Background: High plasma levels of HDL-C and apoA-I are inversely related to the risk of CAD. However, recent data suggest that this relationship does not hold true for very high HDL-C levels, particularly when a preponderance of large HDL particles is observed.
Methods: We conducted a post-hoc analysis of 2 prospective studies: the IDEAL (Incremental Decrease in End Points through Aggressive Lipid Lowering; n = 8,888) trial comparing the efficacy of high-dose to usual-dose statin treatment for the secondary prevention of cardiovascular events, and the EPIC (European Prospective Investigation into Cancer and Nutrition)-Norfolk case-control study, including apparently healthy individuals who did (cases, n = 858) or did not (control patients, n = 1,491) develop CAD during follow-up. In IDEAL, only HDL-C and apoA-I were available; in EPIC-Norfolk, nuclear magnetic resonance spectroscopy-determined HDL particle sizes were also available.
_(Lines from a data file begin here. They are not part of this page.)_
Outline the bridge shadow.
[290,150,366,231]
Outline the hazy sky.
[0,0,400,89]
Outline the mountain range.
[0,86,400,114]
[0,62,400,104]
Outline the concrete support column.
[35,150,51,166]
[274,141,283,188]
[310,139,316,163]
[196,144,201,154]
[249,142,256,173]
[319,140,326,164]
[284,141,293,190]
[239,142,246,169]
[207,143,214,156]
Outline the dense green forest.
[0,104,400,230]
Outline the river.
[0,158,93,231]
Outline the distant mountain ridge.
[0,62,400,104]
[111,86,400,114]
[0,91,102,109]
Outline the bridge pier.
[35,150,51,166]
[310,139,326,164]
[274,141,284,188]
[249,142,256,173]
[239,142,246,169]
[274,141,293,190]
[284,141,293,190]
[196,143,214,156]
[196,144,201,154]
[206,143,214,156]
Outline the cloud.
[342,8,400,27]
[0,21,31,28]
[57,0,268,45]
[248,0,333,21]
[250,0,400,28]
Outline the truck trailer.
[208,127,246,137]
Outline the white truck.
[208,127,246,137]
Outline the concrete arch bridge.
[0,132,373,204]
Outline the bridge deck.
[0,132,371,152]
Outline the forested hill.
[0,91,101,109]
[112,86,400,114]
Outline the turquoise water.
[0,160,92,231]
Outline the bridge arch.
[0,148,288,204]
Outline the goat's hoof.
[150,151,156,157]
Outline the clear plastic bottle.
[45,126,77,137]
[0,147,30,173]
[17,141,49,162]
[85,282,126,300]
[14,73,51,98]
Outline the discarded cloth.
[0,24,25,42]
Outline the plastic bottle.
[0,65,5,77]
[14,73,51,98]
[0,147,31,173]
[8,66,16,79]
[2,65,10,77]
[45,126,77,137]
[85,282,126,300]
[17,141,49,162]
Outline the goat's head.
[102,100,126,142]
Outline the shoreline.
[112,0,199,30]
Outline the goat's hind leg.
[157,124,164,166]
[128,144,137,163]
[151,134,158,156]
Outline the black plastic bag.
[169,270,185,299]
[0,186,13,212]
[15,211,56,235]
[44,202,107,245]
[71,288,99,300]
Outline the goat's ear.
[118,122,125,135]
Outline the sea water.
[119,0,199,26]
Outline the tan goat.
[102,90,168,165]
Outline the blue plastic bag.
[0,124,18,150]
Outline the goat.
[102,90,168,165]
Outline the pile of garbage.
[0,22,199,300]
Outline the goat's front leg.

Results: In the IDEAL study, higher HDL-C proved a significant major cardiac event risk factor following adjustment for age, gender, smoking, apoA-I, and apoB. A similar association was observed for HDL particle size in EPIC-Norfolk. Increased risk estimates were particularly present in the high ends of the distributions. In contrast, apoA-I remained negatively associated across the major part of its distribution in both studies.
Conclusions: When apoA-I and apoB are kept constant, HDL-C and HDL particle size may confer risk at very high values. This does not hold true for very high levels of apoA-I at fixed levels of HDL-C and apoB. These findings may have important consequences for assessment and treatment of CAD risk.